Pages

Wednesday, 15 February 2012

Michael Caine is speaking, talking Italian

If there was any doubt that my brain just can't focus, not for two seconds, it was eradicated today. While I was meant to write, or at least meditate on the subject of rather dull questions, my brain was occupied trying to make my inner voice sound like Michael Caine ('Hello, my name is Michael Caine. Not a lot of people know that'. Try it, it's excellent fun). In case you were wondering - no - it is not very helpful in an exam. Having said that, there is something that's been nagging on me for a while and relates to an earlier post here (that you won't have read). I was thinking about being a grown up and how that is meant to change you. Now, I do not want to relate to myself as a grown up, but I have crossed the line, I think of grown-up behaviour, never to come back again. I have bought a gift and a card for a newborn, which means that 1. I know somebody with a baby and 2. I sort of care, and 3. I no longer belong to the entity that is my parents, who will send a separate gift and card (that is if my mother is bothered enough).

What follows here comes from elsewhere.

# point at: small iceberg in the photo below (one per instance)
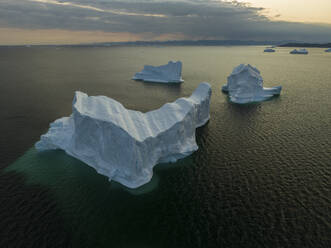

Part of the Guardian's solution for future graduates.
Now a month has passed and I spent that month trying not to freak out over too much work and not enough sleep. My chronic lack of ambition and stoic mind help, but mornings like today's do not. Why are some lectures boring? Why was I tired despite 10 hours sleep? Why does my tea no longer remain hot in my thermos? All in all, not a good day for reflection, fashion, nail polish, hair and certainly not a good day for productive ideas towards a dissertation. AND, it's Valentine's Day, another perfectly ordinary day highjacked by commerce and transformed into a Disney production of love and affection. Yes - this is a single speaking, and yes - I had a lot of cake during the last couple of days. I mean a lot. 

My weekend was spent with cake, beans and a treasure hunt - possibly the best hunt I've ever done. Beans included. And at the risk of blowing my own trumpet, dear non-existent reader, I summed it all up on Saturday night: 'if this is what being an adult is like, I want more of it'. True. It was a genuinely great day, spent in the glorious cold London sun, with people I like, doing crazy things of our own and others' design.  And lots and lots of rhyming, photographing, laughing and random silliness. I secretly wish never to look back onto my teens again, where everything was tense and not so very cool, despite my very hard attempts.  Have we reached the summit of coolness without trying? Or have we reached a state of coolness through a reversal of all that is classified as cool, de-accelerating to the point of total acceleration? Paul Virilio would be very proud indeed of me now. Reaching the level of complete acceleration where the only possible way is regression, the return to what has already been. What is coolness in the first place? Is it a virtue? An accomplishment? Is it natural? Can it be learned. As an outsider, a non-cool person, I have only ever had the possibility to observe coolness from the outside, i.e. with the longing to become or be cool, or cooler. Interestingly, it manifests itself in a variety of ways, which only have the ideological notion of coolness in common - it translates into so many visual, physical and metaphysical details that the only valid comparison I find is the universe, a an indefinitely large mass or un-mass, hosting galaxies and planets and and and... The question whether coolness is experienced by the bearer of cool him- or herself is an interesting layering of the idea that coolness may be only experienced by the outsider, and that 'a' cool person is not capable of grasping their own coolness. 
'Hello, my Name is Michael Caine'
Coolness as a distorted mirror image of the self that does not allow for a coherent evaluation. Which implies that anybody thinking of themselves as cool, could not possibly be cool, for cool cannot be self-experienced. This would explain why coolness seems effortless - because it is.
Any conscious effort must result in the individual's fail to be cool. Michael Caine is a prime example (notice how I make a suave link to an earlier bit): he spent the 60s and early 70s being cool. Nerdy glasses, mod-cut suits, unruly curls, Cockney accent, a good choice of movies, and the best spy movie scene in human history in The Ipcress File; two agents with trolleys in a supermarket. Coolness was a byproduct of good British acting. He did so well: and this is where it all went wrong. Michael Caine realised that he did well. So he made the effort to continue doing well, and did not so well in consequence. And what's worse: he lost his cool. I am particularly referring to the actors' workshops (1987) and a range of 'straight-to-video' films he made in the late 70s and 80s. In trying to replicate earlier coolness, Michael Caine created a caricature version of himself; a sort of postmodern pastiche of the actor he once was. Michael Caine in the 80s was a construct, designed after a bad description of Michael Caine in the 60s: an overemphasised Cockney accent, weird glasses, set hair (like his own grandmother) and bad 80s fashion. He might not have been responsible for the fashion, but it articulated well what had become of the 60s icon. It was the attempt to continue being the same character 20 years into his career - it was bound to fail.
Luckily, Caine grew up. There was a transition period where he had to age and mature to distance himself from Alfie, and where he became a sleek, witty, short-breathed grandfather. It took nearly 40 years, but Michael Caine is cool again, because he doesn't give a toss about it.